I'm in the middle of planning lots of trips--Dubai, Little Rock, Texas--and I realize that it says something about me that I will be away so much. "You're going away for your birthday?" my boyfriend asked as we were comparing calendars. I shrugged, like, what else would you expect? For the record, he's invited. I know that part of that desire to get away is not so much about getting away from New York City as all the things there that keep me from what I supposedly want to do: write, long, hard, more than a few thousand words. I love short stories, love puzzling out where they will go, but they are a flighty girl's hobby, something I know I can do. Not always--I get my share of rejections and stories that just don't seem to get completed. I mean that I know I'm capable of writing one, and perhaps that knowledge makes them a little boring to me. I want to try something new, push myself, go further. I loved the portrait of the late David Rakoff Ed Champion painted here, of his meticulousness, his dedication.

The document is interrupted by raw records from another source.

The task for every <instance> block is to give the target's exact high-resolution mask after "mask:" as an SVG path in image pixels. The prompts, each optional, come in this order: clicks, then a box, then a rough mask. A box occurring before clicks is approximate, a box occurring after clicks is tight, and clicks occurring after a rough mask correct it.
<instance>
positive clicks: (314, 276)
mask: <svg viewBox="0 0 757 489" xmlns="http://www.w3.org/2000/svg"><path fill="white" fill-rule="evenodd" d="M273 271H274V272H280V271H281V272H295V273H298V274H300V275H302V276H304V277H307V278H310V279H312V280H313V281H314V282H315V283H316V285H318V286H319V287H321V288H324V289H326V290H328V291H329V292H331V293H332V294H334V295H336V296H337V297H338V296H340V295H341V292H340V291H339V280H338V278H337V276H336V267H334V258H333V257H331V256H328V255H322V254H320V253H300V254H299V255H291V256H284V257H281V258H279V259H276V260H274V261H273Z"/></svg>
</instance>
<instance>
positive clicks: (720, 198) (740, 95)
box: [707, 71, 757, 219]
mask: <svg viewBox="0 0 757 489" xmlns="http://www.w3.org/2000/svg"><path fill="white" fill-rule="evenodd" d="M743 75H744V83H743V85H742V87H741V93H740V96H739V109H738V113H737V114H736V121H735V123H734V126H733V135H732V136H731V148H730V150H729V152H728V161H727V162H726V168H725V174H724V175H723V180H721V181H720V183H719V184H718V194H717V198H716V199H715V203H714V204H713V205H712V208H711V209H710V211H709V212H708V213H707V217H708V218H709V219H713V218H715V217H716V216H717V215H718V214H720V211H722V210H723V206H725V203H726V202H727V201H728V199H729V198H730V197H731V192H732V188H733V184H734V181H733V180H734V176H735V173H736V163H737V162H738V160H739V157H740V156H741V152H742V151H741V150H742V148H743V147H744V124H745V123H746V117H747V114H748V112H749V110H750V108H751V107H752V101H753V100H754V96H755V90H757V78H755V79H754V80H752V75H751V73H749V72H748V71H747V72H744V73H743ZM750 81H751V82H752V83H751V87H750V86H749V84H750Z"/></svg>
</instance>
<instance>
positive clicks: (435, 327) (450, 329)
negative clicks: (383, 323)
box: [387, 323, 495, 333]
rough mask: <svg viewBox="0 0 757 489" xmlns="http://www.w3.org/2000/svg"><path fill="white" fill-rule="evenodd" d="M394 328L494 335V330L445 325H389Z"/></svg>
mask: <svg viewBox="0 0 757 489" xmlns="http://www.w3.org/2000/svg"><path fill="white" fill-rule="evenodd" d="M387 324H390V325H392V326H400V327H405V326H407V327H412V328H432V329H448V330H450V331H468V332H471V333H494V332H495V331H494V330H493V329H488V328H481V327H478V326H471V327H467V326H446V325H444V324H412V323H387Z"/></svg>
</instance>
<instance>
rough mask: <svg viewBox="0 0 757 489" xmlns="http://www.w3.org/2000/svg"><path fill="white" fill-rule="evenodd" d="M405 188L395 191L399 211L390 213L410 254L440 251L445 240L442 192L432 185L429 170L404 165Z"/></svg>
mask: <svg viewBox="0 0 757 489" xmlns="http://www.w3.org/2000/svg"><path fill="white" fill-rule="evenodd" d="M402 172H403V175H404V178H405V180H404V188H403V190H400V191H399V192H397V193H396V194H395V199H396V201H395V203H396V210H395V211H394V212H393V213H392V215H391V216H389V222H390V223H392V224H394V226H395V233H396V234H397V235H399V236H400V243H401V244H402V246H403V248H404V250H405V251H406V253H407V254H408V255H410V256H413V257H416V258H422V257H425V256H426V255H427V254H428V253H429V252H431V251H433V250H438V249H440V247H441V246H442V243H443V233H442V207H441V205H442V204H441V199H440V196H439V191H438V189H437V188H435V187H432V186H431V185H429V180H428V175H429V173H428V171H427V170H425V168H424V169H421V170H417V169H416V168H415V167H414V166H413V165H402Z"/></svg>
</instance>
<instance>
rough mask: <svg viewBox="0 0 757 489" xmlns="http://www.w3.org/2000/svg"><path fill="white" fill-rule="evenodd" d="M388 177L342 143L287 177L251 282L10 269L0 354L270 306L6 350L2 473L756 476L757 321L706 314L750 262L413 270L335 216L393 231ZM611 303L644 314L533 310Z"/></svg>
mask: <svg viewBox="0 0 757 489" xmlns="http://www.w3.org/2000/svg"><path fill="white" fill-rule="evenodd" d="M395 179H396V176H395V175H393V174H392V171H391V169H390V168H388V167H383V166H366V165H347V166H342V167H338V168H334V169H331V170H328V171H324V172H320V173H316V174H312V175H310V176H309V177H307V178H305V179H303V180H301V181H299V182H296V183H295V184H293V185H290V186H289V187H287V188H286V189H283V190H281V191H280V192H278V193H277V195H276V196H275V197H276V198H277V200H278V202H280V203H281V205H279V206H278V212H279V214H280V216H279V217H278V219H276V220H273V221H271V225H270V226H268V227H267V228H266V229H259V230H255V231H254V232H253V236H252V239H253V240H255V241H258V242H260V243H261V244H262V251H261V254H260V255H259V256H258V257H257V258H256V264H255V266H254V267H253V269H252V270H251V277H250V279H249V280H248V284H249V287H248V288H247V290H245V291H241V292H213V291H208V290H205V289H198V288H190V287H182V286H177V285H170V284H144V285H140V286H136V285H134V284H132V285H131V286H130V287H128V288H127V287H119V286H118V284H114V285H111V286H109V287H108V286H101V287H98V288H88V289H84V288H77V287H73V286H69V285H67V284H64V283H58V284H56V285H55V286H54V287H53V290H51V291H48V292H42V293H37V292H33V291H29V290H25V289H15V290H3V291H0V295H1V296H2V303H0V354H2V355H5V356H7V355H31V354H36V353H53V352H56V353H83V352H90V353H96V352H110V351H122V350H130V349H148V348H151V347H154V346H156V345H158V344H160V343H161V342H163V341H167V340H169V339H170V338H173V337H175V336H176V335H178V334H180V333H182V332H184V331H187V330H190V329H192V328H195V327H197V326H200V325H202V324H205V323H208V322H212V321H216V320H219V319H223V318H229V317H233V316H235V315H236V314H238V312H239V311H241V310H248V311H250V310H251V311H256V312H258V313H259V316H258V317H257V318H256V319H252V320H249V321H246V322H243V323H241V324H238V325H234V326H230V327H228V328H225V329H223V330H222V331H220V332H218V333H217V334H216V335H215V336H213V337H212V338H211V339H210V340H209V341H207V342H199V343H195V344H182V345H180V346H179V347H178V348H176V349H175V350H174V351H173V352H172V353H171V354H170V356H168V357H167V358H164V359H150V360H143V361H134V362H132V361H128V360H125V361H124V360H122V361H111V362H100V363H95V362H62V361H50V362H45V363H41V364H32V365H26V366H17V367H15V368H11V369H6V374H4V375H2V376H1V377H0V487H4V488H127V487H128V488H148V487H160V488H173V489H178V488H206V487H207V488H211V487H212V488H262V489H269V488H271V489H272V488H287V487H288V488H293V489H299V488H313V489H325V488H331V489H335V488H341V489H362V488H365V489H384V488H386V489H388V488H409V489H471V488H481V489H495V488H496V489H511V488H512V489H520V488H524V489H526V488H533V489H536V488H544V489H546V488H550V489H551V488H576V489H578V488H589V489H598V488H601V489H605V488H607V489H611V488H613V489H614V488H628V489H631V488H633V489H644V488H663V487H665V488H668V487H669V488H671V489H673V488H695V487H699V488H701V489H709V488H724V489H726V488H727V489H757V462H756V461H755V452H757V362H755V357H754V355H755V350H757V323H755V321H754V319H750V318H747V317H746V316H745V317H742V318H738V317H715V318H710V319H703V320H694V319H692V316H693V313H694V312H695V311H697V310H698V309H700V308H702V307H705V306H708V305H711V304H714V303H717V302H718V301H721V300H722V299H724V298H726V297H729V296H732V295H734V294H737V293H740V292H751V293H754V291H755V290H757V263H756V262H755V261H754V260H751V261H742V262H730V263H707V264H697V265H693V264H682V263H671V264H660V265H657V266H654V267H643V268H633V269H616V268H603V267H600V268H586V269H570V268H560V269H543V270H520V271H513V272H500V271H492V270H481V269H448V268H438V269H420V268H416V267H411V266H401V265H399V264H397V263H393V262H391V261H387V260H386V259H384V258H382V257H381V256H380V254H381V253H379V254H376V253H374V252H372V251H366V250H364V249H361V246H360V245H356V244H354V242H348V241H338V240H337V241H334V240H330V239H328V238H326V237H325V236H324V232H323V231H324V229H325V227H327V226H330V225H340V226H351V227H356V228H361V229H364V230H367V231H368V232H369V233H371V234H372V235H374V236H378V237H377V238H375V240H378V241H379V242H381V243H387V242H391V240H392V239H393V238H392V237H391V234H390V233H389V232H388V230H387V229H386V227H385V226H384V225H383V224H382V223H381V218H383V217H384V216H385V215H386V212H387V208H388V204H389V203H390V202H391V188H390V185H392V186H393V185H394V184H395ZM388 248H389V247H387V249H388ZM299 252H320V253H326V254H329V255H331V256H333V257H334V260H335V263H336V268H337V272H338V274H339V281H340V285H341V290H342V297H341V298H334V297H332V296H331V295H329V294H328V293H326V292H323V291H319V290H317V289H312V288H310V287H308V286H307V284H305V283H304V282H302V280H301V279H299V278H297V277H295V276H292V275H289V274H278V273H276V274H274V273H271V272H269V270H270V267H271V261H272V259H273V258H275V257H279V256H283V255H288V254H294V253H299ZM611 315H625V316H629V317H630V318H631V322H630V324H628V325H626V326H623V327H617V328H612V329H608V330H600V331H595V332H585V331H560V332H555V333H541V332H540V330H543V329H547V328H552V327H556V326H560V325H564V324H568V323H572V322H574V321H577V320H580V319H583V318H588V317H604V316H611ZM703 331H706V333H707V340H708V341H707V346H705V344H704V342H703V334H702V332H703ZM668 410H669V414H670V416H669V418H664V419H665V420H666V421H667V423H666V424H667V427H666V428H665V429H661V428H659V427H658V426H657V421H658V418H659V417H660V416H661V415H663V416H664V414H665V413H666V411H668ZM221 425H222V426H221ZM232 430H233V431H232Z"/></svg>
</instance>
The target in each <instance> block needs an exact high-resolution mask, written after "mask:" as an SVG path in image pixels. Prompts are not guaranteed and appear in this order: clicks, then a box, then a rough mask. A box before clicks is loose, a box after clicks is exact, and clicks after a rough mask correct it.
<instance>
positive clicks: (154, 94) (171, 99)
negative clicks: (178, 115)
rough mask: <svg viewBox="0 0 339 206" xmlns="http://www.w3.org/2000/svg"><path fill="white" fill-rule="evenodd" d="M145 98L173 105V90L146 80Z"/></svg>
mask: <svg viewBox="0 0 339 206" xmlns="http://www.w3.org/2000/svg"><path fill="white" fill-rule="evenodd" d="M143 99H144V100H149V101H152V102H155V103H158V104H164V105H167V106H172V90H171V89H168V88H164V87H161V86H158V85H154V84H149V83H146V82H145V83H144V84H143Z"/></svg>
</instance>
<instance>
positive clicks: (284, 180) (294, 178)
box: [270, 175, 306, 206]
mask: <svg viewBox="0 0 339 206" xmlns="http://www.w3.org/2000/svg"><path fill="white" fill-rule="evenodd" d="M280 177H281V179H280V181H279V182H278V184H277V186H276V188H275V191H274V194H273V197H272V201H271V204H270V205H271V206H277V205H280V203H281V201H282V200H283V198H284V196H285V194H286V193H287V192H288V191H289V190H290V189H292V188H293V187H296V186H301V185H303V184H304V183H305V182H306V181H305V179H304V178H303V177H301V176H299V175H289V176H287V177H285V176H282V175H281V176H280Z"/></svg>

Every time I think I'm over that fear of what other people will think, it returns, seemingly more insidious each time. It's that evil of people pleasing that so fucked me up last weekend, that awful desire to be liked by others even more than I like myself. I know that for me, the only way to like myself, is to take that time, however much I need--and sometimes it's quite a bit--to welcome the words, to welcome the ugly thoughts, the mean ones, the "bad" ones, the ones I'm not supposed to have. It doesn't mean I have to indulge them, to cultivate some image of the perfect bitch; if I'm a bitch, I'm sure people will figure it out pretty damn fast. And there's the rub--sometimes I am a total bitch. I'm mean, vicious. I see someone's name in, say, my inbox, and I want to vomit. I don't, literally, but I want to. I need to embrace that bitchiness, rather than rush to push it away as if it's the side of me that's inhuman, unnatural. Of course it's natural. Of course it's okay. It's a feeling, not an action. Writing about it is an action, but one that, in my experience, usually helps tame it, gets it out somewhere else, so it's not wrapping itself around me, cloying, clawing, suffocating me.
I feel awful every time I get upset at the prying, the petty annoyances of a family vacation, but they are just a part of it. The other part is my little cousin stealing my heart when we're looking at photos on my phone (which he knows is an iPhone) and coming to one of me and my boyfriend. "I meet that boy?" he asks me. "No, but we can call him." And we do, but he's not home, and we go back to looking up cakes with Foofa and Brobee and DJ Lance Rock. "I want all of these cakes," he tells me when I find Yo Gabba Gabba! character cupcakes. Later, I can't help myself from laughing when we visit abcmouse.com and I play "The Wheels on the Bus" and he acts it out, and gets really into the babies going wah wah wah and the parents going shh, shh, shh. That's home too, not just a coffeeshop that now sounds like its roof is going to cave in from the rain. I guess anywhere can be a kind of home if I let it, if I can bring all of me too it, not just the good or pretty or needy parts, but all of them, the girl who loves to be alone and the girl who loves to be around people who sometimes make her laugha nd sometimes make her cry.